We took a tour of SLE 12 pre-release USB stick that arrived in our office just in time for this issue to go to press. The good news is, as of October 27, anyone can now gain an impression of the full SLE 12 release, which means some of the bugs uncovered in our journey might already be fixed.

In the Beginning

In the preliminary release notes for SLES 12, SUSE makes it clear that the installer has undergone significant modifications. If you have ever installed SLES 11, you wouldn't need a note to see the change: Compared with the previous versions, the SLES 12 installer is rather drab, keeping to a very dark color scheme (Figures 1 and 2). We were not able to clarify whether this background is just for the pre-release version, or whether this is actually the new design for the SLES installer.

Figure 1: The new SLES Installer, which is very dark for some unknown reason, is more suited to users who prefer subdued lighting.
Figure 2: The boot loader, which allows the choice between a normal boot and a rescue system, appears after the installation.

From a technical point of view, the installer runs fine: It routinely goes about its job and installs a basic system on your hard drive; you then run YaST to install the packages that transform it into your preferred SUSE flavor. The installer also lets you enter the credentials sent to you by SUSE during the install and thus register the system (Figure 3).

Figure 3: Entering the registration code lets you unlock features of the add-on modules in YaST.

A list of all available add-ons automatically appears in the installer, and you can integrate them in the same way. At the end of the process, you have a SLES system that already is fueled up with all the available security updates and that uses the package sources you have access to via your SUSE access codes (Figure 4).

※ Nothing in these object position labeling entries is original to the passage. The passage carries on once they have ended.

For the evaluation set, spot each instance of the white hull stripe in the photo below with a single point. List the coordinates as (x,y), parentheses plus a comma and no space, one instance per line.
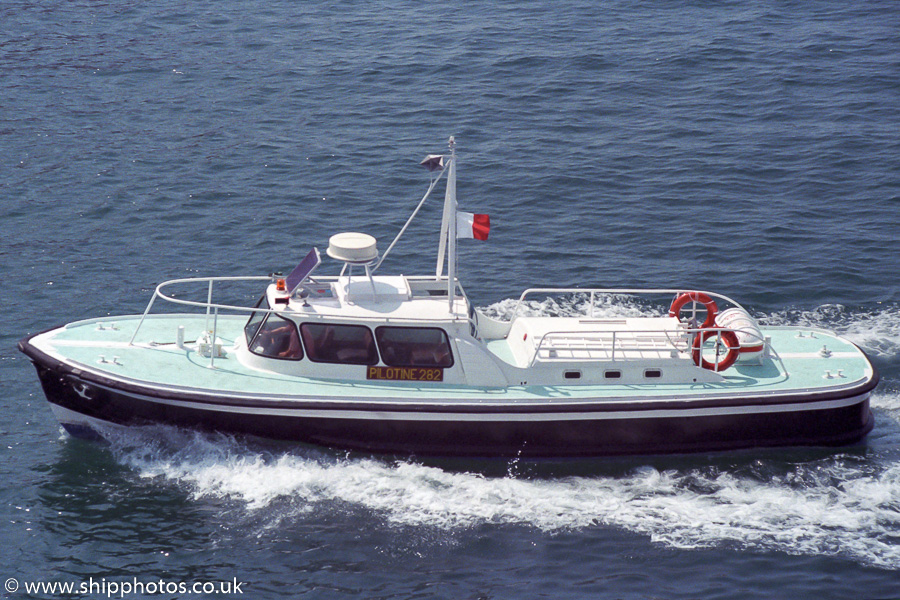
(400,415)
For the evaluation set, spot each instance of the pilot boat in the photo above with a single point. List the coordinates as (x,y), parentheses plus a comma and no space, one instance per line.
(407,365)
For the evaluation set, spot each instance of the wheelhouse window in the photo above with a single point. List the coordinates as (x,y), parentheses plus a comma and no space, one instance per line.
(414,347)
(256,319)
(277,337)
(340,344)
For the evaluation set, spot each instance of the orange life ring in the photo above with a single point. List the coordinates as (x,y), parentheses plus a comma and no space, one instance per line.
(698,297)
(729,339)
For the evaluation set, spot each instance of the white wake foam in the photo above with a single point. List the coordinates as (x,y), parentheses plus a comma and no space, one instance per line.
(839,505)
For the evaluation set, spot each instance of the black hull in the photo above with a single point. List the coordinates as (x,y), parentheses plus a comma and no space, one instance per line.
(528,432)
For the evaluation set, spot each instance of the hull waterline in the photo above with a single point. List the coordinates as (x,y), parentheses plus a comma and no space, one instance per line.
(84,403)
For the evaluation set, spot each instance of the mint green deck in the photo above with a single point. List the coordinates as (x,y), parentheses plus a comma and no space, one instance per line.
(167,366)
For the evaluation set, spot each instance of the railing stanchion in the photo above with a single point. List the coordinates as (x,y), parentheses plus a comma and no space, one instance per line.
(144,316)
(212,342)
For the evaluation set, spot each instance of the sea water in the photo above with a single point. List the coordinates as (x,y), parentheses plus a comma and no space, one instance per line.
(742,147)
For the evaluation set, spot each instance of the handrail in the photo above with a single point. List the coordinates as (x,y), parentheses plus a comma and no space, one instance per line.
(614,343)
(628,291)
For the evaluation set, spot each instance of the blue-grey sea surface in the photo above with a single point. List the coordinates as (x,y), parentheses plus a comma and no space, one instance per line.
(745,147)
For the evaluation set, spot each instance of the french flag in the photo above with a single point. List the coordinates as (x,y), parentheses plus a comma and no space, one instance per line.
(469,225)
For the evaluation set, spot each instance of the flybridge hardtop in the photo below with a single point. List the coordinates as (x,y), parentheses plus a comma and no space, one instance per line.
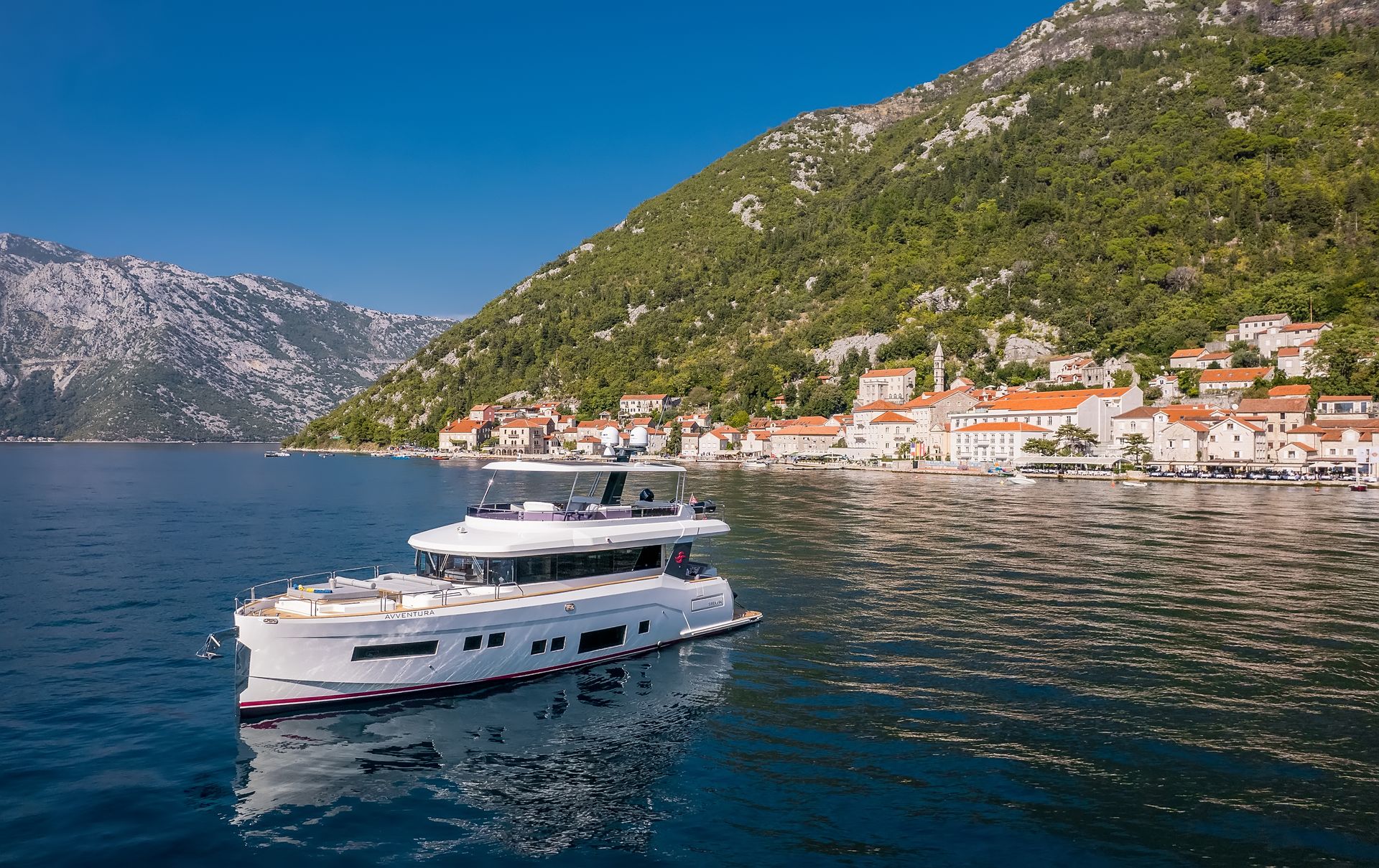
(589,517)
(574,566)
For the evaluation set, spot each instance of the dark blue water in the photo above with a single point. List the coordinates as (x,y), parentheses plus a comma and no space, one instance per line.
(949,673)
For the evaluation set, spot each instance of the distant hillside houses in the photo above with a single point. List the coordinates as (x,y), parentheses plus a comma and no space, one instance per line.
(1275,337)
(1276,431)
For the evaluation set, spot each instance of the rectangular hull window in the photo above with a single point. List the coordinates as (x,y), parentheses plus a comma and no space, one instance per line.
(403,649)
(599,640)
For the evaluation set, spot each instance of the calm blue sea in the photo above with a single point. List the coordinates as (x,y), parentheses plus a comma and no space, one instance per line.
(950,671)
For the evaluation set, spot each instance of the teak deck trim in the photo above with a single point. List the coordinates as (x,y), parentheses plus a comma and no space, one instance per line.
(276,612)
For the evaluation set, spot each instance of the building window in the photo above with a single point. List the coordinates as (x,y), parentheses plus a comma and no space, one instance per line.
(403,649)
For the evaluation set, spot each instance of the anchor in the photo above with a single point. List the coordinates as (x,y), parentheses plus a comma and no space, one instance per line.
(215,641)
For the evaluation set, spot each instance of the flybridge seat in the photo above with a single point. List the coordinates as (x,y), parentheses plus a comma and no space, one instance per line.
(341,589)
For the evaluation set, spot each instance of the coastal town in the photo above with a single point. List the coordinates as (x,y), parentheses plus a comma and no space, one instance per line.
(1076,418)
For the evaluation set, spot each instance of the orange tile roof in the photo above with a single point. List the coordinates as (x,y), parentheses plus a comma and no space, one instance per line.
(1233,375)
(1190,424)
(1273,406)
(1001,426)
(1037,406)
(463,426)
(879,373)
(891,416)
(1139,412)
(1057,393)
(1240,422)
(809,430)
(876,406)
(1304,327)
(1360,425)
(930,398)
(1289,391)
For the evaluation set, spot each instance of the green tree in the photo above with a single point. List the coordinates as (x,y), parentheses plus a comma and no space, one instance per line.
(1074,439)
(1041,445)
(1244,355)
(1137,448)
(1346,356)
(1188,381)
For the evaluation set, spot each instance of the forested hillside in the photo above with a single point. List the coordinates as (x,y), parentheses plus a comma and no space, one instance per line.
(1125,178)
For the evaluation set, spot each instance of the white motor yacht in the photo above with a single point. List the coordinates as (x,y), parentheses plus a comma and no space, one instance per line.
(519,587)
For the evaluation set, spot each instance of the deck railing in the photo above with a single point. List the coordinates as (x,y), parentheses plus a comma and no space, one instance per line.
(515,511)
(251,594)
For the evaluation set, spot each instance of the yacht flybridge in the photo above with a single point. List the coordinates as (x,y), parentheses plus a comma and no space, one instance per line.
(560,565)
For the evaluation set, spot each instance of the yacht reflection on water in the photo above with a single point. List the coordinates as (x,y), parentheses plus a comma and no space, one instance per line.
(531,767)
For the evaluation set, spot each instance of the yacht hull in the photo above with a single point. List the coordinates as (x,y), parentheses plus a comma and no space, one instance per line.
(304,662)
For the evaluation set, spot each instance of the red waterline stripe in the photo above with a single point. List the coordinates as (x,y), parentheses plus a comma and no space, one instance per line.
(448,683)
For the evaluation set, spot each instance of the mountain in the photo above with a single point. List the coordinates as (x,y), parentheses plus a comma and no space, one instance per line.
(129,349)
(1127,177)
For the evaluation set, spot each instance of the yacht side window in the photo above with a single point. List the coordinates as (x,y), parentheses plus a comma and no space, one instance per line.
(500,571)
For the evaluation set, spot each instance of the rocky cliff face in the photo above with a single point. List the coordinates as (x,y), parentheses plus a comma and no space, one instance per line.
(129,349)
(1083,25)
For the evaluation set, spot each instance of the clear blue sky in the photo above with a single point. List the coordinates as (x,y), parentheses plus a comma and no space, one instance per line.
(417,157)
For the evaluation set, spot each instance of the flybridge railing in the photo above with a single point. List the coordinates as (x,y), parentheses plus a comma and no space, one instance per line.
(385,597)
(516,511)
(251,594)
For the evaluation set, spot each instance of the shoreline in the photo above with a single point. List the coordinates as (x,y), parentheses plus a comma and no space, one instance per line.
(733,463)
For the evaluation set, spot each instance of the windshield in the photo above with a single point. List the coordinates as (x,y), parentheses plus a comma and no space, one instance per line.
(580,490)
(454,568)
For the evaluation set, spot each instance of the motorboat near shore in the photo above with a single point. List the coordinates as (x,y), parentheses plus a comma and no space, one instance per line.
(527,583)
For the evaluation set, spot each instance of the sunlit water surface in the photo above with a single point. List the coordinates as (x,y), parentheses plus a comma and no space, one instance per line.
(949,671)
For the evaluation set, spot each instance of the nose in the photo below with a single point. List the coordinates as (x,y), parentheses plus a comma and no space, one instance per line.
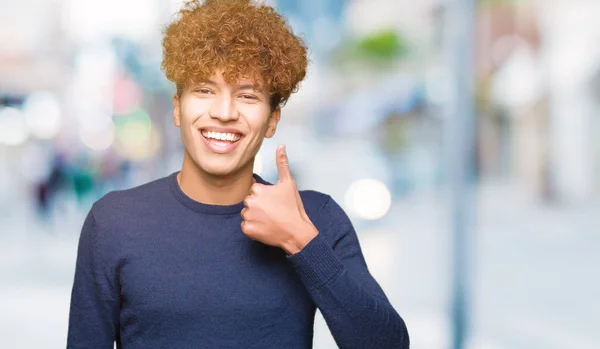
(223,109)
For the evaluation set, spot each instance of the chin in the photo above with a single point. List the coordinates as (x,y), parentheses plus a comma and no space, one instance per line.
(219,170)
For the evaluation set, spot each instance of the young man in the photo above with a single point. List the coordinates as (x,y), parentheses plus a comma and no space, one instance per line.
(213,256)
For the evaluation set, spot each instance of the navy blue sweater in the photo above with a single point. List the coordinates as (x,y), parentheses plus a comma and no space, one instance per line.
(157,269)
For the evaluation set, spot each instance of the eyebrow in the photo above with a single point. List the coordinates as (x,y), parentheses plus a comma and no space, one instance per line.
(208,81)
(253,87)
(249,87)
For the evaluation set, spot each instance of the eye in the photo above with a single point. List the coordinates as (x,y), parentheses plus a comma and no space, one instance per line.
(204,91)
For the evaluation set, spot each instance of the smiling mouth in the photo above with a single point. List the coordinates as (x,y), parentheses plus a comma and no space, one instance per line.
(224,137)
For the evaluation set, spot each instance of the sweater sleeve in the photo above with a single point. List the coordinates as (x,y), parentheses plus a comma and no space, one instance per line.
(94,311)
(335,274)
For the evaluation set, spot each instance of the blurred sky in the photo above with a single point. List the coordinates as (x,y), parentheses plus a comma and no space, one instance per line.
(85,109)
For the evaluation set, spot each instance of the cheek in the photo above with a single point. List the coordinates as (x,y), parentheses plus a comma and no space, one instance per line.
(192,110)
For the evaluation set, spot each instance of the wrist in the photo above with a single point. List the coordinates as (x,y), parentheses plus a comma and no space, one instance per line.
(298,241)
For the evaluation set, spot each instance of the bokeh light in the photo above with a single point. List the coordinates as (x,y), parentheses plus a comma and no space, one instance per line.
(43,115)
(100,137)
(368,199)
(13,129)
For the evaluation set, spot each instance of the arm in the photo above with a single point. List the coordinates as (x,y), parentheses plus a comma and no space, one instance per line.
(94,312)
(353,304)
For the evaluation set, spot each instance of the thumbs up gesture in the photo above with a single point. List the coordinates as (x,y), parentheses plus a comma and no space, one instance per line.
(274,214)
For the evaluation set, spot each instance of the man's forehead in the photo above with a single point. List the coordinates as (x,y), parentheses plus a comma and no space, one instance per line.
(246,80)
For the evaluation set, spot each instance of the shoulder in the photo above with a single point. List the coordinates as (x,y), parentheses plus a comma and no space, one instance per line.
(119,204)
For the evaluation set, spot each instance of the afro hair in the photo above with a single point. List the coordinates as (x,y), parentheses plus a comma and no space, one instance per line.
(243,38)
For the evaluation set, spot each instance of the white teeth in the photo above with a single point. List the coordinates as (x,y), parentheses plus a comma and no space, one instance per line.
(232,137)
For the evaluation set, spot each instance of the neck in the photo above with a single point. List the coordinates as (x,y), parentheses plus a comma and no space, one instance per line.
(211,189)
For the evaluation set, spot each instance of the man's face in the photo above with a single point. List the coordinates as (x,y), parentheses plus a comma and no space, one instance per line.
(223,125)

Figure 4: Gone are the days in which you had to enter repositories in YaST by hand. The registration server takes care of configuring repositories.

New and Fast YaST with Ruby

The first boot into the new system after installing SLES takes you to a tidy Gnome desktop. Because we only tested SLE-based SLES extensions, the workstation components and all other graphical gimmicks were missing. Admins will tend to access the system via SSH, but the SLES 12 desktop is more than adequate (Figure 5). If you want to enable SSH access on SLES 12, you will probably do so through the YaST configuration tool. If you use the graphical version of YaST, prepare to be amazed: The tool is totally unrecognizable compared with SLE 11.

Figure 5: The SLES desktop is reduced to the bare essentials: The developers know that the UI is less important on servers.

The reason for this change is something that attentive openSUSE users might already know: SUSE decided to completely rewrite YaST in 2013. The old version was written in a proprietary language, YCP (YaST Control or Programming language), that aggravated many YaST developers [4].

The decision was to rewrite YaST in a standard language: The new YaST uses Ruby, and it is clearly much faster than its predecessor. However, our test team preferred the clarity of the legacy YaST interface. The new YaST interface is reminiscent of the KDE control center or the Xfce configuration dialog (Figure 6). If you have many tiles for individual modules, the window quickly becomes cluttered.

Figure 6: YaST resembles the control centers of other popular desktop environments after a rewrite in Ruby.

Too Many Unexplained YaST Crashes

The new YaST in our preview copy crashed several times performing actions that are quite commonplace. When we attempted to enable the geo part of the HA add-on, YaST complained, for example, that it could not reach the requested URL and then just disappeared. A similar mishap occurred when we attempted to launch an online update. YaST complained that no update repositories were enabled before it once again showed us the dialog for registering the system with SUSE – and then it crashed.

Although we were able to work around the problem via the YaST module for package installation, we sincerely hope that SUSE finishes off the troubleshooting work between this version and the final release of product. After all, a rewrite in Ruby is very welcome, and it would be a pity if admins were disappointed by a lack of quality from the new YaST.